In this document, they call the situation a "perfect storm" of events. The fire at Fisher Plaza happened late at night (11:10 pm PT on July 2nd) at the start of a long holiday weekend when many Authorize.net IT engineers were off on holiday, and it took time to get them all back to work the problem. The Seattle Fire Department wouldn't allow operation of the backup generators due to their proximity to the fire location, nor would they allow customers into the damaged building to access hardware. These factors were outside of Authorize.net's control.
Of more concern is the question of a back-up data center. Authorize.net states that they were approaching capacity of their current backup data center and they were in the midst of transitioning to a new one: a true "hot" site (in other words, real-time synchronization), so that the Authorize.Net platform could be switched from one data center to the other "on the fly." When the fire took out the primary data center, they attempted to fail over to the new, still-in-testing backup data center and encountered "a number of unanticipated errors." They offer no explanation as to why they tried to fail over to the new backup data center rather than the old (presumably well-tested) one.
The document finishes with a section entitled 'Lessons'
Even as our engineering and operations teams continue to ensure normal operations, the postmortem process is already under way. We are examining all aspects of this outage and implementing steps to mitigate future risks. Over the next weeks, we will be completing the work to ensure that we have two fully functional, synchronized hot sites. Failing over from one to the other will occur in a matter of seconds. Steps are also being taken to ensure that we have the ability to implement emergency communication by distributing our voice, e-mail and Web capabilities across multiple sites.
Over the next days and weeks the postmortem will continue. Processes will be refined and further protections put into place.

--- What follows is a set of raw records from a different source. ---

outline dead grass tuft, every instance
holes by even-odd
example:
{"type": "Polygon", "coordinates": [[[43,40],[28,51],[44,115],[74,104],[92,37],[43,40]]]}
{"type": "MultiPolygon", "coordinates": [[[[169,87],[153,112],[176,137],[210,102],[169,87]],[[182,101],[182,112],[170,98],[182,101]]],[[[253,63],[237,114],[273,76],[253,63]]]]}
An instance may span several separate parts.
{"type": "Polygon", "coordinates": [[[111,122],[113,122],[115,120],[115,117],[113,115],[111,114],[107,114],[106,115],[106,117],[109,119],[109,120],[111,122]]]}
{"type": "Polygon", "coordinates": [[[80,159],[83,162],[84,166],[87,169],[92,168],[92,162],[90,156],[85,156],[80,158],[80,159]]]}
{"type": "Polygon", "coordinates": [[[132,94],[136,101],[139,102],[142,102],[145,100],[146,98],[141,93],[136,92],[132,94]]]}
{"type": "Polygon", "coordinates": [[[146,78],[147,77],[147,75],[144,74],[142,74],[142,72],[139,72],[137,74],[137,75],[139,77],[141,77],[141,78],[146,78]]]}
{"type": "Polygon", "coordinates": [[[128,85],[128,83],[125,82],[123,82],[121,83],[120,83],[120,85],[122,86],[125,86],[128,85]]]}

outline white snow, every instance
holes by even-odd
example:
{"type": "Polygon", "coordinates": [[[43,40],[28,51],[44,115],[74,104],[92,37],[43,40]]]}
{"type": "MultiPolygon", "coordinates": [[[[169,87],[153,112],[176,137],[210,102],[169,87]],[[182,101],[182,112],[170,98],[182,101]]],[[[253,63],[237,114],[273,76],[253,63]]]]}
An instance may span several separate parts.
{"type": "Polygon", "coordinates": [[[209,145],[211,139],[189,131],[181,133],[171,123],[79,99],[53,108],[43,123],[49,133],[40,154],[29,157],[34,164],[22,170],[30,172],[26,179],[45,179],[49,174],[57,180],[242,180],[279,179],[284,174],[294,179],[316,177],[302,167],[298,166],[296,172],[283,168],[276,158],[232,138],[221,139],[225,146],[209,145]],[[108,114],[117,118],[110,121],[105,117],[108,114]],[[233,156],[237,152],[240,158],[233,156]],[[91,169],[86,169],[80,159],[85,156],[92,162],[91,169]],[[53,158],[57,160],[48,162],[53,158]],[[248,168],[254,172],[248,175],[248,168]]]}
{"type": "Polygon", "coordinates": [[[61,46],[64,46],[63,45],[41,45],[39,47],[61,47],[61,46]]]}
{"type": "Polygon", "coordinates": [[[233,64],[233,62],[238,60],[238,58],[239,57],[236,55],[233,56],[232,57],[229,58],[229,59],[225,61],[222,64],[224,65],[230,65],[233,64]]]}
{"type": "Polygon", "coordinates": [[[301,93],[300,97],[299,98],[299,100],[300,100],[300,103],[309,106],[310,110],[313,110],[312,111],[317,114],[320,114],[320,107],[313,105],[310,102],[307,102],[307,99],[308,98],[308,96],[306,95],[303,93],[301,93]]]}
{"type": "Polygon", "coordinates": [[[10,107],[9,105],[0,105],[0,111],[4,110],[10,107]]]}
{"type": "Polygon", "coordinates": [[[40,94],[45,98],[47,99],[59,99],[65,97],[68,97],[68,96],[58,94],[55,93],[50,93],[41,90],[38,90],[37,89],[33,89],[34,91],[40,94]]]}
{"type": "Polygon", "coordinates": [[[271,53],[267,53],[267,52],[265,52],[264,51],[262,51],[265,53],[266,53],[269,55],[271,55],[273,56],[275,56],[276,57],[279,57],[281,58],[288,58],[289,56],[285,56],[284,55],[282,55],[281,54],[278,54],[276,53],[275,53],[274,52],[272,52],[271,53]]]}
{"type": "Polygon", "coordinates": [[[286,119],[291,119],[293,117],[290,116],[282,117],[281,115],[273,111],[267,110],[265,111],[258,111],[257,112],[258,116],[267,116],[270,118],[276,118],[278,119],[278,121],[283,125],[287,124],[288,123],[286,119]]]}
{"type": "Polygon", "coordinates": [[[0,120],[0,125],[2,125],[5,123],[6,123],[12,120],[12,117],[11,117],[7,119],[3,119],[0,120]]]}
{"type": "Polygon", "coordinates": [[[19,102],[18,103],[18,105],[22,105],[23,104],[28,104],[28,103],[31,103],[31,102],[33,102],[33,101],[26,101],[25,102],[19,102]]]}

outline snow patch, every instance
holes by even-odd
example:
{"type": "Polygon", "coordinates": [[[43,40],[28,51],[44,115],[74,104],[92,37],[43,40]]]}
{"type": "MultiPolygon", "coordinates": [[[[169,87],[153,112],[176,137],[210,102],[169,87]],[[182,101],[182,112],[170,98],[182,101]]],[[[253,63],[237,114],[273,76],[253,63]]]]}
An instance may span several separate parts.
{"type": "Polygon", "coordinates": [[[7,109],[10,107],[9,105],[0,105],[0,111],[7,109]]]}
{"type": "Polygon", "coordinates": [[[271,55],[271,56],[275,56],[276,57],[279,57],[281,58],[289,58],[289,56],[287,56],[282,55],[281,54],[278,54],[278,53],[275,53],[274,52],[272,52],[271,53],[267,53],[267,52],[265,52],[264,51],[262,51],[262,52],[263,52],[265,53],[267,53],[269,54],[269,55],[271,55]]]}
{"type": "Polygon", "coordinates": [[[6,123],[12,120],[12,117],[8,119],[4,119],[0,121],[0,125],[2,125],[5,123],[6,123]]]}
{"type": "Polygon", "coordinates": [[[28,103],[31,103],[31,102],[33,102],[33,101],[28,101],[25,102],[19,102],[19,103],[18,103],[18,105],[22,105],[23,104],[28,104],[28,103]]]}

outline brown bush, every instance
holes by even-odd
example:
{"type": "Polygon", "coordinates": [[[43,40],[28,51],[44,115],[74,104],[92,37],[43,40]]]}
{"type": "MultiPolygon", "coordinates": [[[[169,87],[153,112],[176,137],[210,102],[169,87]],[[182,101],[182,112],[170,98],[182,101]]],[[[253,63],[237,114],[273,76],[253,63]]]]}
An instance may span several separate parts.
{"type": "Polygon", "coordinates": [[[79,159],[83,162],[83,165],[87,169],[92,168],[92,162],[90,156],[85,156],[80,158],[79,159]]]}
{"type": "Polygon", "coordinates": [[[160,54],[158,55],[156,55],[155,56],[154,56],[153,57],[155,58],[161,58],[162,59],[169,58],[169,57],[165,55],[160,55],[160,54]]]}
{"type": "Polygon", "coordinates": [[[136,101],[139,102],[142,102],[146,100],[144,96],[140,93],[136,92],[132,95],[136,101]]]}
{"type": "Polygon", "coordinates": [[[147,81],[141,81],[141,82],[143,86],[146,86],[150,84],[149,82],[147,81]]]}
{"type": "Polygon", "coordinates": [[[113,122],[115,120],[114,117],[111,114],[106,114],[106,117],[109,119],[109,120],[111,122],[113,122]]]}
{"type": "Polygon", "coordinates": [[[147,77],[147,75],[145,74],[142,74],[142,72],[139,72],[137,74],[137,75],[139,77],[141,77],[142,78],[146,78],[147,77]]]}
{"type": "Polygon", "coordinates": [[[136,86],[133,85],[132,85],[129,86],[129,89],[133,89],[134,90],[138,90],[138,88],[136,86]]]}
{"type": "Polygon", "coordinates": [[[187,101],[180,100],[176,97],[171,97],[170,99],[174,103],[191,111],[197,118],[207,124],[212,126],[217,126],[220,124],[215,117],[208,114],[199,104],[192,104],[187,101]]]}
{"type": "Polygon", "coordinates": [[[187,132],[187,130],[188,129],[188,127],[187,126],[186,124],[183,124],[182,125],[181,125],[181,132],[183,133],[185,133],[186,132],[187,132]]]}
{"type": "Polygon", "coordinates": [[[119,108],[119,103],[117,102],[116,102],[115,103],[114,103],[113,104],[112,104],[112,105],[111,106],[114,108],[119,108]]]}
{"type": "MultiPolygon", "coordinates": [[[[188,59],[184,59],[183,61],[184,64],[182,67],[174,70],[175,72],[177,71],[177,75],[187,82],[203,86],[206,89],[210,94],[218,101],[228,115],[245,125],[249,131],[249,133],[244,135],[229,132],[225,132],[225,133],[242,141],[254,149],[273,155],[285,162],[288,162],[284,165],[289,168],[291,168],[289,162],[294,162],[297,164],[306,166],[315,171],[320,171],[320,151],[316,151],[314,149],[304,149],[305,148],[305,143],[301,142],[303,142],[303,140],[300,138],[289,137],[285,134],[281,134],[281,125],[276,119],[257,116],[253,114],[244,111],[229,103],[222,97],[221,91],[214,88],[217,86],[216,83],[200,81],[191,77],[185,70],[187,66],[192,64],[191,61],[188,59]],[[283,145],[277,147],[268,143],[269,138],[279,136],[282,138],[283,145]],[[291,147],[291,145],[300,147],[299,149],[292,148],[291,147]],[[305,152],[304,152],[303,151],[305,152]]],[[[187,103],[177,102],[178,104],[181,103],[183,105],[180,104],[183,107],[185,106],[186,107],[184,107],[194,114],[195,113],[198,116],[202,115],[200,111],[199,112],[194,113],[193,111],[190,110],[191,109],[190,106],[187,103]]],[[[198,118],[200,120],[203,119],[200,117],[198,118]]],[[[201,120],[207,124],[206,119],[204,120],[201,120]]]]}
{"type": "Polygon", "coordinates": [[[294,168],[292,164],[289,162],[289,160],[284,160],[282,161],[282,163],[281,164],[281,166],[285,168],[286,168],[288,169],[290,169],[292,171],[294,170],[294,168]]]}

While Monday morning quarterbacking is always easy, it seems like some mistakes were made in the handling of the backup data center. It's unclear if the old backup center was no longer live, or if the engineers just determined that the new one was 'ready enough' to fail over to. At the same time, having been in that kind of position, I know that the engineers were under tremendous pressure and were doing their best to come up with solutions which would get services back online as soon as possible.